Directed by Rob Cohen (XXX, The Fast and the Furious), Stealth is about an elite Naval air unit of three pilots (Josh Lucas, Jessica Biel, and Jamie Foxx) who learn that they are to be joined by an intelligent unmanned aircraft known as the Extreme Deep Invader. (Which sounds like a sex toy.) The pilots aren’t too pleased about this, and for a while Stealth goes through the motions of exploring whether machines can or should replace human judgement. But the movie never establishes enough credibility to seriously explore anything, and besides, any fan of classic Star Trek already knows the answer to that one.

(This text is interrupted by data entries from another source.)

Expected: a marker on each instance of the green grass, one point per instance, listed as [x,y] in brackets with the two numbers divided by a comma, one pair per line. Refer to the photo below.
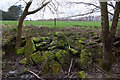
[60,24]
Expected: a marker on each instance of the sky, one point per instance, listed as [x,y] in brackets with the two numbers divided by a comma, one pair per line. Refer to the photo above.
[65,9]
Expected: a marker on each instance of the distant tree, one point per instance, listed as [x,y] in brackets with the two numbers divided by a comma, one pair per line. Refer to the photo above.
[13,13]
[22,17]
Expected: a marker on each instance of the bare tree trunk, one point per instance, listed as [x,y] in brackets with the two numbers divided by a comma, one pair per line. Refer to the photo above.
[55,22]
[107,47]
[107,35]
[19,29]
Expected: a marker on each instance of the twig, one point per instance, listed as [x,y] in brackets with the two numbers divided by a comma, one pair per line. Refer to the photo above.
[35,74]
[103,70]
[70,66]
[73,74]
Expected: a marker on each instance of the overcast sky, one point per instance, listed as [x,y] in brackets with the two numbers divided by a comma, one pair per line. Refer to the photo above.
[66,8]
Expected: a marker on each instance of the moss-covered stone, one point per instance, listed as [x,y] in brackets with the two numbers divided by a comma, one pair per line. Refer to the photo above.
[47,55]
[37,39]
[41,45]
[55,67]
[36,57]
[91,43]
[20,51]
[81,74]
[52,48]
[73,51]
[23,61]
[93,34]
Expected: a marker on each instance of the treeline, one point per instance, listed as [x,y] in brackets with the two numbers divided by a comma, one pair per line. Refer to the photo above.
[13,13]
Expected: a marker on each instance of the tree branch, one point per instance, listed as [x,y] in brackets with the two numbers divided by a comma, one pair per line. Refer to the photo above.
[32,12]
[28,5]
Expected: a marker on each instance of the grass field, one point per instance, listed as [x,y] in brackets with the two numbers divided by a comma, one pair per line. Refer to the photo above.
[60,24]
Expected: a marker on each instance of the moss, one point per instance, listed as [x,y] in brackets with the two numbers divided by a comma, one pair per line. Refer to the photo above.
[52,43]
[41,44]
[37,39]
[36,57]
[73,51]
[55,67]
[23,42]
[47,68]
[91,43]
[23,61]
[47,55]
[52,48]
[83,39]
[93,34]
[81,74]
[20,51]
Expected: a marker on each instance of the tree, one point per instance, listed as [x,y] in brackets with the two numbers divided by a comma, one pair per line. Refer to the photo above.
[108,34]
[22,17]
[96,7]
[14,12]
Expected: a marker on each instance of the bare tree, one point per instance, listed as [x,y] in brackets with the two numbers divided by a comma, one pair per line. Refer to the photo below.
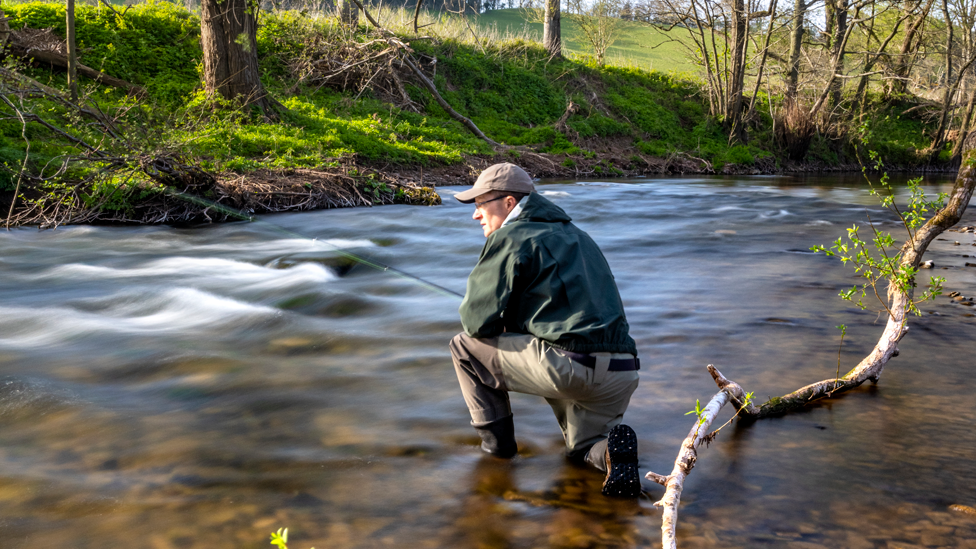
[719,33]
[598,21]
[551,30]
[72,50]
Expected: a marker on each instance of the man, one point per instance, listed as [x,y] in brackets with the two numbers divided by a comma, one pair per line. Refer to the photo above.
[542,316]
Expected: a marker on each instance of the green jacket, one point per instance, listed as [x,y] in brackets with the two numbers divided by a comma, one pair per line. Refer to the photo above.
[541,275]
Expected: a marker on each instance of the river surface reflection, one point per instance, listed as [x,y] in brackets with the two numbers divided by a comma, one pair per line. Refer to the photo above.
[201,387]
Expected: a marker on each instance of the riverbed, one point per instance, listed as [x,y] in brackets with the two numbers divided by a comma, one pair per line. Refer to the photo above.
[166,387]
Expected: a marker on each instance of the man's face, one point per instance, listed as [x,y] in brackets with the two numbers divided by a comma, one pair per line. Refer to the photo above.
[491,209]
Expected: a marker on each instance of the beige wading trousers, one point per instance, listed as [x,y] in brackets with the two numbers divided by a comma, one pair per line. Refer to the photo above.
[588,402]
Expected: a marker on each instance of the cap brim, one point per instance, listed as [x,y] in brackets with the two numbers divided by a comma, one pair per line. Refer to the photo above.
[468,196]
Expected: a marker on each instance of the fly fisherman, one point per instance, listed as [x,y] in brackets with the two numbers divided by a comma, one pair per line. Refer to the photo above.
[542,316]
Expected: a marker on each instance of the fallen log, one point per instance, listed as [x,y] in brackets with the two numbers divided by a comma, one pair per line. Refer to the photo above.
[870,368]
[729,391]
[44,47]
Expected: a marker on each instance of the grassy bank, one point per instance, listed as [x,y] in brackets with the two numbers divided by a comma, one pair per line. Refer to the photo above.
[565,116]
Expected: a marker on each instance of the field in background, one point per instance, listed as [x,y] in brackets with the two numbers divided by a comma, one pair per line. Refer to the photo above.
[639,45]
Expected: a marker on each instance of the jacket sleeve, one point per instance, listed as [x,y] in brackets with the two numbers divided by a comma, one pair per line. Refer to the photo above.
[489,289]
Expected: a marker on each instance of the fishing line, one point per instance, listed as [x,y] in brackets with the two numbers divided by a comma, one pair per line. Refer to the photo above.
[232,212]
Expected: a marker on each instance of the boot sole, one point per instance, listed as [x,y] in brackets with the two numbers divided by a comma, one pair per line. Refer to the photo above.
[623,479]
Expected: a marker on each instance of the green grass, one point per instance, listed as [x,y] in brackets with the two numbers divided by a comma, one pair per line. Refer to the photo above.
[507,84]
[638,44]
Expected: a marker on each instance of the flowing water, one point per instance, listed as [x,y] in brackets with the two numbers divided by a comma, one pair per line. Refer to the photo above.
[202,387]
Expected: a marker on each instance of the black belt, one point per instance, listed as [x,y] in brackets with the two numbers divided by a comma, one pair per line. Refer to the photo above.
[616,364]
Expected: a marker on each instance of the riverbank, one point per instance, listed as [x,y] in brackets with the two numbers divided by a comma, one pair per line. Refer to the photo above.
[354,126]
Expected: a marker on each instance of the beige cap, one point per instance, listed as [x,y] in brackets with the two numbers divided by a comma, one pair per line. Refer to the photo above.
[500,177]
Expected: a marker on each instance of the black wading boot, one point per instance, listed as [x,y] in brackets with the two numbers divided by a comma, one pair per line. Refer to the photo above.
[623,479]
[498,438]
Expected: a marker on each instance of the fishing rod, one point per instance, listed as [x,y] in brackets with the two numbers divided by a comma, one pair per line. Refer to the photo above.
[238,214]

Before you can say “Open the pod bay door, HAL”, EDI, or Eddie as the pilots have come to call him, has been “rewired” by a lightening strike, and has gone rogue, threatening to start a war. Captain Kirk would have dealt with this sort of thing by shorting Eddie out with illogic, but Stealth is an action movie, so dogfights and high octane aerial scenes are the order of the day.
The special effects in this movie are outstanding. A scene of Biel ejecting from a disintegrating aircraft is spectacular. (As is a scene of Biel in a bikini.) But no amount of visuals can save this movie because they are yoked to a corpse. The plot is lame, and Eddie is never for one moment credible. Yes, the future military will deploy a lot of UCAVs. But they won’t utter lines like “Eddie is a warplane. Eddie must have targets.”
A lot of the problem with Stealth is that it was conceived as an action movie, and not as a war movie. Cohen assembles all of the elements needed for a war movie, but never gets around to having a war, in part because he has no enemy. Using a real world adversary would presumably have been too controversial. Even the supposedly elite pilots don’t seem much interested in warfighting. (At one point they refuse a direct order to bomb stolen nuclear missiles because the radiation might endanger civilians.) Sam Shepherd, who will forever be remembered for having played Chuck Yeager in The Right Stuff, seems miscast as a rogue military commander who tries to kill his own pilots to cover up for the failings of his unmanned plane. It does not help matters that he is assisted by a shadowy defense industry tycoon called Dr Orbit, which sounds like a Bond villain who didn’t make the cut.
Stealth looks great, and was obviously an expensive movie to produce. But audiences are staying away in droves, and no one will blame them for that. Sony Pictures is going to lose a lot of money. It will be interesting to see if the collateral damage from this bomb includes anyone’s career.